# Girls these days ...



## Milos_97 (Oct 19, 2016)

Hey,

I am not sure are the girls same at your country like mine but ... its annoying.
Every single time i meet a girl,we chat,hang out and eventually she starts telling me her problems and well the "guys" she likes and i wasnt acting like a pussy at all,i was just being polite to her.
Latest example:

A girl liked my pics on IG so i decided to say hi(why not,she is cute)and we started chatting.At one moment i complimented her saying "you are gorgeous",she replied the same way.Anyway,i got her number,arranged when to chill but guess what,she is in love with some guy and she wants to give it a try.When i heard that i was just like,what the f***?

I mean seriously,do i have to act like a prick who isnt interested at all rather than be a polite guy?


----------



## Iron1 (Oct 19, 2016)

They think you're gay.


----------



## DF (Oct 19, 2016)

Yup, the ghey thing.


----------



## TriniJuice (Oct 19, 2016)

This must be Kevlins offspring.....


----------



## Beefcake (Oct 19, 2016)

If she loves this guy then why is she giving her number out to strangers?  You should **** her friends


----------



## ron1204 (Oct 19, 2016)

cant be over-complimenting these girls. Social media has changed the game for the worse


----------



## Milos_97 (Oct 19, 2016)

But seriously,the only thing i say is "you re gorgeous" or "you re cute".Nothing more ...
I should stop with compliments and basically act like i dont give a sh** about them?


Cheers


----------



## ToolSteel (Oct 19, 2016)

Find real womens. Not ig hoes.


----------



## ron1204 (Oct 19, 2016)

ToolSteel said:


> Find real womens. Not ig hoes.



kind of this man, try to meet a girl the old fashioned way. In person. Start a conversation bro. Way better than meeting through IG


----------



## CardinalJacked (Oct 19, 2016)

That what girls do when you're under 20 lol.


----------



## bigdog (Oct 19, 2016)

find a woman in person and start a conversation.. social media pussy is a myth lol


----------



## Lilo (Oct 19, 2016)

You definitely said something wrong lol


----------



## stonetag (Oct 19, 2016)

Women dig bad dudes, and cowboys, and you fail.
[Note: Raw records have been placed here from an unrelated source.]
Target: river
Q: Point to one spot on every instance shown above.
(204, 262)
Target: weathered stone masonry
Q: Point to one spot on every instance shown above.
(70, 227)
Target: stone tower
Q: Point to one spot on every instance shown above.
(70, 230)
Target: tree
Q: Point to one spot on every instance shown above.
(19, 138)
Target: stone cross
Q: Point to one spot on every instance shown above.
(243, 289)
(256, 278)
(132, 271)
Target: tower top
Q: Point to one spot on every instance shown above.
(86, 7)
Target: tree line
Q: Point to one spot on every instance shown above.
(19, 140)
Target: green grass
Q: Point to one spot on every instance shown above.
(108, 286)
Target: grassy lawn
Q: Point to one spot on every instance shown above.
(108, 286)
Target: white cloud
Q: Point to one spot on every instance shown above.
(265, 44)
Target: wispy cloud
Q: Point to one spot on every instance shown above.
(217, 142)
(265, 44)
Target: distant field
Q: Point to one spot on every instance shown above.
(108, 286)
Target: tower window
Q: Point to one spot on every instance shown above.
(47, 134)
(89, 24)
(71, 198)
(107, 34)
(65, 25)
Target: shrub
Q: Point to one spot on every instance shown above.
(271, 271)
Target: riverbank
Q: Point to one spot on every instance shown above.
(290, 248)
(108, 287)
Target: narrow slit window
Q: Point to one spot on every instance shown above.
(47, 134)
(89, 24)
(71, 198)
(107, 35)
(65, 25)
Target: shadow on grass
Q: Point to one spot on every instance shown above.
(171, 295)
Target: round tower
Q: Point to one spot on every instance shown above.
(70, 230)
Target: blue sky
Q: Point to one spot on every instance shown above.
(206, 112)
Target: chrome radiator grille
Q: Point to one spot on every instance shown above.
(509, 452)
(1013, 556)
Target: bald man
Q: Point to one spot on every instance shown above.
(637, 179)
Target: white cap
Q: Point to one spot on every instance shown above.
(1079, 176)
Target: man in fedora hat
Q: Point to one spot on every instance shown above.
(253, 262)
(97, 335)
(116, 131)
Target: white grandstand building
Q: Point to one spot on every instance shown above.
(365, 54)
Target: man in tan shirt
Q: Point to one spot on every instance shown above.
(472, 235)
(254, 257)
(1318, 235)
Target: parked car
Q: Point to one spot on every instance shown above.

DF and ron are right.


----------



## DieYoungStrong (Oct 19, 2016)

Time to start praying away the ghey


----------



## snake (Oct 19, 2016)

I'm with Iron1 an DF. They think you're ghey.

Nice guys finish last my man regardless of what country you're from.


----------



## Joliver (Oct 19, 2016)

Did you have rope or a shovel in your backseat?


----------



## bronco (Oct 19, 2016)

Joliver said:


> Did you have rope or a shovel in your backseat?



Or duct tape?.?.?


----------



## tunafisherman (Oct 19, 2016)

online chats with girls are not like meeting them in person...be a prick and it will get you better results.


----------



## Lilo (Oct 19, 2016)

Yes. Take advice about women from men.


----------



## squatsandpumps (Oct 19, 2016)

Iron1 said:


> They think you're gay.





DF said:


> Yup, the ghey thing.





ToolSteel said:


> Find real womens. Not ig hoes.





Joliver said:


> Did you have rope or a shovel in your backseat?



Hahahahahaha


----------



## LeanHerm (Oct 19, 2016)

Everyone needs a gay friend to talk too, you're that guy!!!!!


----------



## Bro Bundy (Oct 19, 2016)

Next time just pull out your little Dick


----------



## squatsandpumps (Oct 19, 2016)

Lilo said:


> Yes. Take advice about women from men.



Men are really good at this


----------



## DF (Oct 19, 2016)

Got any zip ties?


----------



## tunafisherman (Oct 19, 2016)

Lilo said:


> Yes. Take advice about women from men.




You mean from men who get lots of women right?  I mean, if it works it works, regardless of what gender you get the information from.


----------



## IHI (Oct 19, 2016)

tunafisherman said:


> ..be a prick and it will get you better results.



Sadly that's how it was in the 90s when I was in high school, but was raised proper and was "a nice guy". Didn't get alot of play but had alot of girls for friends.

Graduated, decided to try the villain role for my own curiosity, and sadly it resulted in pretty consistantly action, all by treating them like shit. I know all women are not like this thankfully, my wife was a different breed that I treated with respect and things worked out. But by and large, these women are born with some "I will tame the bad boy" gene in their brain, and will walk right past a really good guy, with a job, manners, future to chase after the trash that treats them like crap emotionally and sometimes physically..

I'll never get it, but that's how's it's always been and seems will always be. Most these chicks that are like that have bad emotional baggage so your role is to hit it and quit it, then move on. Hard to make an honest women and a good wife out of a freaky, psychotic bitch that's got a smoking body and looks to kill.


----------



## BigGameHunter (Oct 19, 2016)

Use this intro when talking to hoes

"I'm a mutherfukin Pimp"


----------



## BRICKS (Oct 19, 2016)

The key, I think, is not being an a**hole to them but simply ignoring them after you catch their eye.  My son is 25, he's a good looking kid, hits the gym regularly. He's nice to everybody pretty much, but is very focused on getting into his doctorate program. He has no time or interest in dating at this time and has ass throwing itself at him.  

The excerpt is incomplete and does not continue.